Under the terms the original equipment manufacturer (OEM) will provide an eight per cent discount on the ex-showroom price of eligible trucks and buses purchased under the scheme. For electric vehicles the discount will be capped at the discount applicable to an internal combustion engine (ICE) vehicle of the equivalent Gross Vehicle Weight (GVW) category. Eligible purchasers will therefore benefit from manufacturer discounts that align with prevailing vehicle class categories.

In addition to manufacturer discounts the Central Government will provide a five per cent interest subvention and fixed monthly fuel vouchers for a period of five years. Participating State Governments will grant up to 100 per cent concession on motor vehicle tax for a period of 10 years and will waive registration fees for eligible beneficiaries under the scheme.
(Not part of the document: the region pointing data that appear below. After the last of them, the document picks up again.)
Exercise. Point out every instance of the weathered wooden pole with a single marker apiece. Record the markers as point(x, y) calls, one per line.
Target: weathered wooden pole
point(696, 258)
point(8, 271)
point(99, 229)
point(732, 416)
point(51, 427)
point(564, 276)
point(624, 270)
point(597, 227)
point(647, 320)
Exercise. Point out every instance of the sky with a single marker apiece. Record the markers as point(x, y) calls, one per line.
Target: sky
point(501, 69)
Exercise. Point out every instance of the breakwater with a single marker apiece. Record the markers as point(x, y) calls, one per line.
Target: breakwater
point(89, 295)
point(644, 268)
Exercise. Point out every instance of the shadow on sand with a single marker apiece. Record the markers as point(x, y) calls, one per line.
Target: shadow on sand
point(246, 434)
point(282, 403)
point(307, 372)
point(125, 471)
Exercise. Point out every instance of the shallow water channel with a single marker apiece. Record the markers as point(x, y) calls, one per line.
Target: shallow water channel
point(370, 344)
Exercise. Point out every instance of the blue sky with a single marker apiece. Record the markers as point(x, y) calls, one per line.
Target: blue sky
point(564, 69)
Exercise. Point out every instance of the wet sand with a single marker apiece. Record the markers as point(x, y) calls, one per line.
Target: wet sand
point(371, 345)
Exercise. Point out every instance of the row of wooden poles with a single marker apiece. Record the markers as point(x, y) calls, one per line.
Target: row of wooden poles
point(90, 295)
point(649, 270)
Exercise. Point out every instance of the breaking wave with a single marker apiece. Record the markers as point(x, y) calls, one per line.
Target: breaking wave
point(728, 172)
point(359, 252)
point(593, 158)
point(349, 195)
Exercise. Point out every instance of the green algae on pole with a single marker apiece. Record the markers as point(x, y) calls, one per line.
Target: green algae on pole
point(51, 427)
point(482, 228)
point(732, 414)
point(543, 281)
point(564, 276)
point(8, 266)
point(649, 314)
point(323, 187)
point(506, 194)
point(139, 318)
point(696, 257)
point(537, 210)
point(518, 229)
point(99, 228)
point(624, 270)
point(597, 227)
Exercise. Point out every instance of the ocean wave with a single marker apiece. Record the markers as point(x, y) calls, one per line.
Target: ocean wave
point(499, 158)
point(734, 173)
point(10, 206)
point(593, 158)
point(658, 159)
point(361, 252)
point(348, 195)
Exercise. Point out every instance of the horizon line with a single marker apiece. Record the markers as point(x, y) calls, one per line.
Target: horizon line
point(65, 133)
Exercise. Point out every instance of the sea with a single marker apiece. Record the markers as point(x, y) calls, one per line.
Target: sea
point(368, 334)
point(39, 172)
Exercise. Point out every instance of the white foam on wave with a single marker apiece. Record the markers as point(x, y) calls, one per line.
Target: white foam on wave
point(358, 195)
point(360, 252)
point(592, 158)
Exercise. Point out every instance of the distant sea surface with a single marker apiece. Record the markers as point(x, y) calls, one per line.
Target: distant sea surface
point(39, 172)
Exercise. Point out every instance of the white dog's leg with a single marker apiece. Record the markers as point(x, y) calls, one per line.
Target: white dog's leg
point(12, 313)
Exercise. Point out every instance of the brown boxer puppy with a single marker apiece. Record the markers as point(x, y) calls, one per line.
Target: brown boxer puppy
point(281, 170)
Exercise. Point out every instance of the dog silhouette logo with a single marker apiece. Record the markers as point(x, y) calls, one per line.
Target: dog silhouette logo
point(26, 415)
Together these provisions are designed to reduce total cost of ownership and to incentivise replacement of older vehicles.

Earlier in the week Ashok Leyland and Switch Mobility signed memoranda of understanding with the Government to participate in scheme implementation. Together these companies account for around 50 per cent of the market share in trucks and buses and will therefore play a major role in rollout across the region. The ministry statement indicated that coordinated action by manufacturers and governments is intended to support cleaner urban mobility in Delhi–NCR.